Faraday Future Affiliate Eyes China for Assembly Plant
A company linked to Faraday Future, the U.S.-based electric car manufacturer backed by LeEco founder Jia Yueting, is bidding for an industrial plot of land in southern China for a car assembly plant, sources close to the matter told Caixin.
Caixin learned that Faraday Future is bidding on the plot through Ruichi Intelligent Automobile Co. Ltd., a company registered on Feb. 12 in the southern city of Guangzhou’s Nansha district, according to business registration documents.
With registered capital of $300 million, Ruichi Intelligent’s controlling shareholder is listed as Smart Mobility (Hong Kong) Holdings Ltd., formerly known as FF Hong Kong Holdings Ltd. FF Hong Kong was backed by the Cayman Islands-registered FF Global Holdings Ltd., which controls Faraday Future and its intellectual property, according to Faraday Future executives.
Ruichi Intelligent’s legal representative Wang Zhigang is listed as a board member of Faraday Future, company registration documents showed.
The roughly 40-hectare (99-acre) plot up for auction is in an industrial park in the Nansha Bonded Port Area. The plot has a starting bid of 364 million yuan ($57.49 million). The government has required that the winning bidder establish an electric car assembly plant on the plot and begin production within 24 months.
A source close to the Nansha local government told Caixin that Ruichi Intelligent is likely to win the auction.
The official bidding process will be completed in early April. There’s still uncertainty over Ruichi Intelligent’s bid for the plot in part because Faraday Future’s founder Jia Yueting has been blacklisted as his name is on China’s national debtors’ database.
Faraday Future declined to comment on the auction or its relationship with Ruichi Intelligent.
Jia has defied the authorities’ orders to return to China from the U.S. to repay the mounting debt owed by various units of the tech conglomerate he founded — LeEco.
LeEco suffered a cash crunch in late 2016 that resulted in authorities freezing billions of yuan in assets. Jia has been in the U.S. since mid-2017 to focus on his electric car business.
Faraday Future has been pushing to get mass production of its flagship electric car model FF91 underway by the end of 2018. The company had planned to build a $1 billion electric car factory in Nevada in 2016. But it later abandoned the plan because of funding problems. Instead, Faraday Future leased and refurbished an old tire-making facility in Hanford, California, to serve as its factory for the FF91.
An auto industry source told Caixin that an assembly factory in Guangzhou would allow the company to import auto parts, assemble them in the bonded port area and then sell the cars in China as imports.
Lu Zhengyu, vice president of Faraday Future, said in late January that the company aims to localize the production and sales of electric cars both in the U.S. and China.

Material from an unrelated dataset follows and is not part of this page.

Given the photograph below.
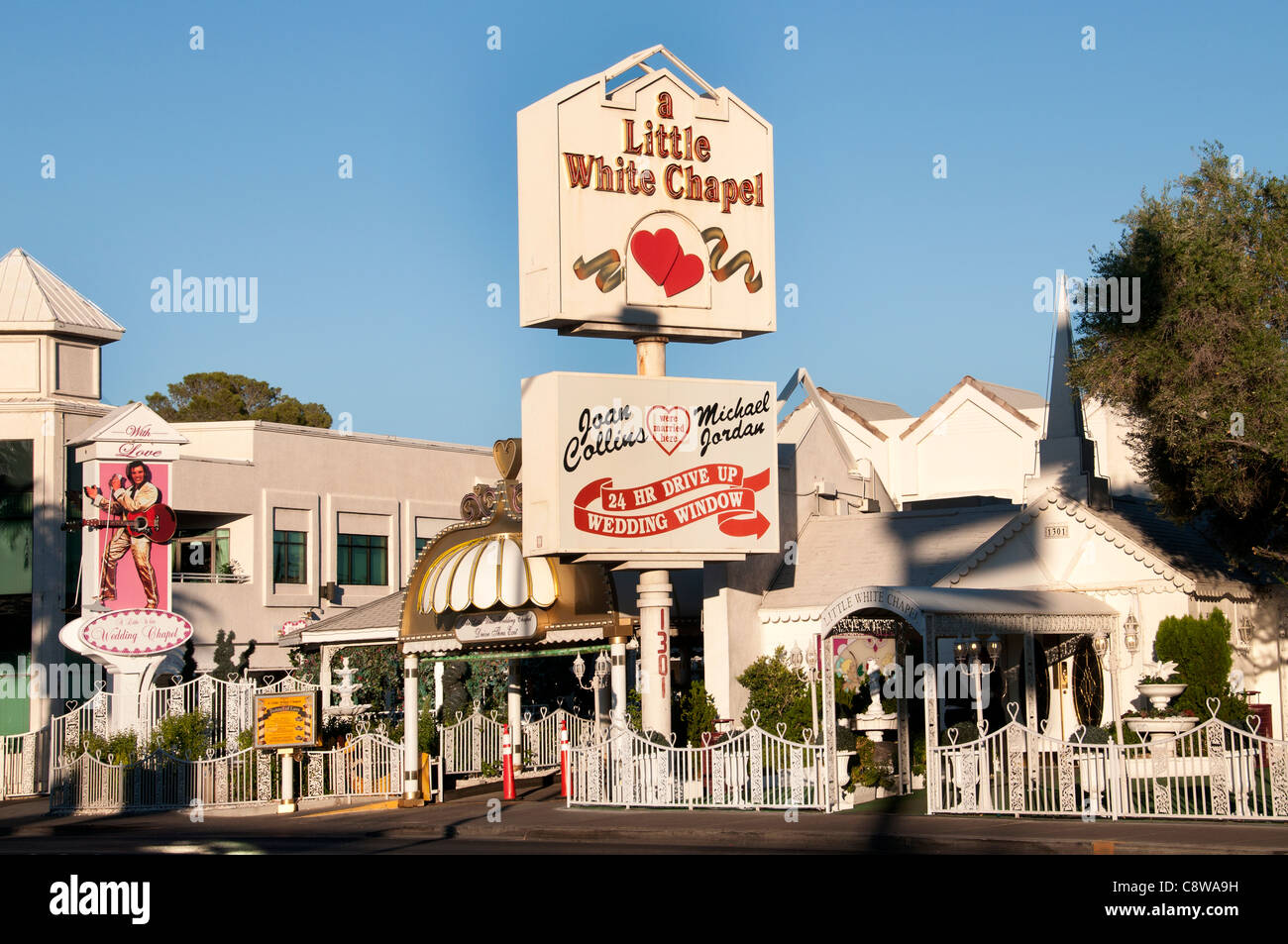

In addition to its founder’s debt troubles in China, Faraday Future has been under mounting pressure due to executive departures and growing questions about its finances.
After firing two of its top executives, Faraday Future filed a lawsuit in California claiming that former Chief Financial Officer Stefan Krause and former Chief Technology Officer Ulrich Kranz stole its intellectual property for a competing company they launched called EVelozcity.
In the lawsuit, Faraday Future said that Krause had challenged Jia for control of the company, contending that Faraday would be unable to secure new funding under Jia’s control.
Jia disclosed last month that Faraday has raised $1.5 billion, but did not disclose the identity of the investors.
A person close to Sunac China Holdings, which gave LeEco a 15 billion yuan cash infusion in 2017, said Jia raised the funds from Hong Kong investors and probably gave up his position as the controlling shareholder of Faraday Future to secure the financing.